Great video few questions for clarification: 1. since we have high through put why we didnt use something like Kakfa / Flink instances? It would have made the design more fault tolerant and efficient, right? 2. Instead of using a API for orchesting all Microservices, cant we just use a API gateway?
Assuming that we aren't allowed to use S3 for pre-signed URL for upload/streaming, the question arises how can the system be designed without these AWS services? How to use a distributed object storage? Can you also mention how to achieve service availability & reliability? Also the transcoding part is mentioned at small length here. Considering the number of uploads (in the order of millions), that would be a great piece of discussion on scalability. Using Message Queues, Async workers to run transcoding at scale, the number of workers required all that should be accounted in the design. Streaming using CDN also should be elaborated, cause that is another major requirement in the system design for scalability.
Great, thanks! Don't understand total metadata storage required per day. 4:05 Why 1 mln videos power day * 1KB is not enough? You add 100 mln*1KB to it. Why?
Uploading to blob from the UI shouldn't be done, it means anyone can upload what they want to your blob store, not only that checks on the data can't be cheched as local UI can be overriden. Always have an API forward to the blob. if you are getting data, that should be done blob from UI.
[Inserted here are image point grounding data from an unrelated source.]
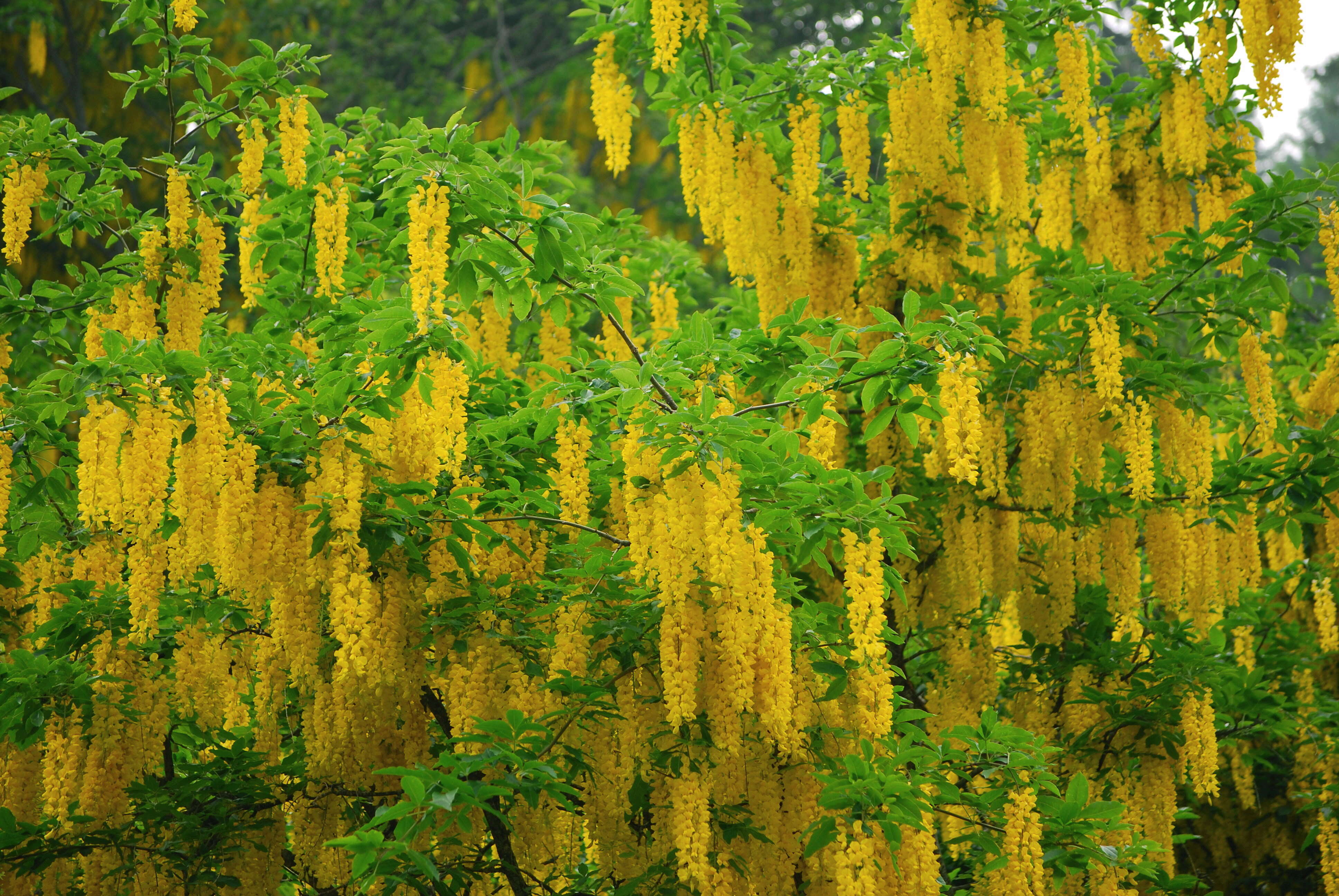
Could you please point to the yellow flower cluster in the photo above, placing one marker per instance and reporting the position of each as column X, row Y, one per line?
column 1185, row 130
column 1137, row 429
column 330, row 234
column 853, row 129
column 253, row 156
column 1328, row 629
column 251, row 274
column 1329, row 237
column 23, row 187
column 611, row 105
column 294, row 137
column 1259, row 381
column 1147, row 41
column 1213, row 58
column 184, row 15
column 805, row 127
column 430, row 234
column 211, row 250
column 1024, row 874
column 665, row 309
column 1108, row 357
column 1202, row 744
column 152, row 252
column 1271, row 31
column 962, row 429
column 574, row 477
column 667, row 26
column 732, row 635
column 1328, row 838
column 37, row 49
column 1073, row 59
column 178, row 209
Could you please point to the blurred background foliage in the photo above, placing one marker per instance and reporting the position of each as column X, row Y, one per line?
column 507, row 62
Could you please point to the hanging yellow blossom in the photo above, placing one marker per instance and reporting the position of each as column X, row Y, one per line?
column 1147, row 41
column 853, row 128
column 37, row 49
column 1329, row 237
column 253, row 156
column 959, row 397
column 211, row 260
column 178, row 209
column 1259, row 380
column 1137, row 427
column 23, row 187
column 294, row 137
column 1213, row 58
column 1328, row 838
column 1105, row 345
column 1073, row 59
column 1024, row 874
column 1325, row 607
column 330, row 234
column 1271, row 31
column 184, row 15
column 665, row 309
column 611, row 105
column 430, row 231
column 152, row 251
column 804, row 152
column 666, row 32
column 1202, row 744
column 864, row 594
column 252, row 274
column 574, row 477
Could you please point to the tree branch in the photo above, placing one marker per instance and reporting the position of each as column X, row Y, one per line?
column 627, row 339
column 562, row 523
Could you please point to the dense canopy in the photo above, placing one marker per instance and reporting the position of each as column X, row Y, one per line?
column 950, row 510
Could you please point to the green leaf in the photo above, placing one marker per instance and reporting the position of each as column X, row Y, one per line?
column 1077, row 792
column 911, row 307
column 911, row 428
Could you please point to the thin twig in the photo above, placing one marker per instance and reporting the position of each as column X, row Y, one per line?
column 971, row 821
column 562, row 523
column 627, row 339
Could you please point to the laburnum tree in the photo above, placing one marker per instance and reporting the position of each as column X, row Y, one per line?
column 978, row 538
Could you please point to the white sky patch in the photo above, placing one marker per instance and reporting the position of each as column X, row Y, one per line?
column 1319, row 43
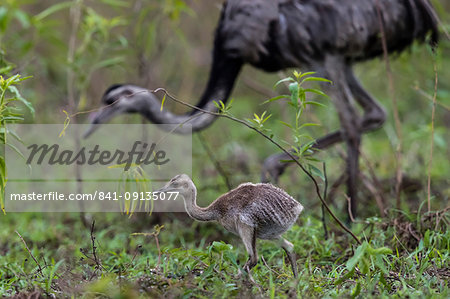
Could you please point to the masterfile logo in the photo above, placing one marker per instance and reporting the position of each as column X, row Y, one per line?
column 118, row 164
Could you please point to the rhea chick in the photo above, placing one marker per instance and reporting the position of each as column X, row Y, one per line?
column 250, row 211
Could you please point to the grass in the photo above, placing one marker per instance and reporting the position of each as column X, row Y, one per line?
column 203, row 261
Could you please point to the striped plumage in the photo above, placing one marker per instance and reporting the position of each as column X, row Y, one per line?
column 250, row 211
column 264, row 206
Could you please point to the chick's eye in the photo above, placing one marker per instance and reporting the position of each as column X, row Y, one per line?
column 127, row 92
column 109, row 101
Thank you for pointing that out! Yes, it is always advisable to have an API that forwards the data to the blob store, this way, one can enforce proper authentication, authorization, and validation checks on the server-side, ensuring that only authorized and validated data is uploaded to the blob store. It adds an extra layer of security and control over the data being uploaded. Uploading directly to a blob from the UI can pose security risks and lack proper validation checks.
If we upload to our server first and then to blob storage then it will take double the time to upload, and it can be quite significant for large files.
Yes, using Logstash in the Video Catalog service to send data to Elasticsearch for search functionality is a common and effective approach. Logstash can be utilized to collect, transform, and enrich data from various sources, including databases like MongoDB or Cassandra, and then send that data to Elasticsearch for indexing and fast search. By integrating Logstash into the Video Catalog service, you can ensure that the video metadata is efficiently indexed and made available for quick and accurate search queries in Elasticsearch. This approach enhances the search capabilities of the system and provides a seamless way to keep the search index up to date with changes in the video metadata.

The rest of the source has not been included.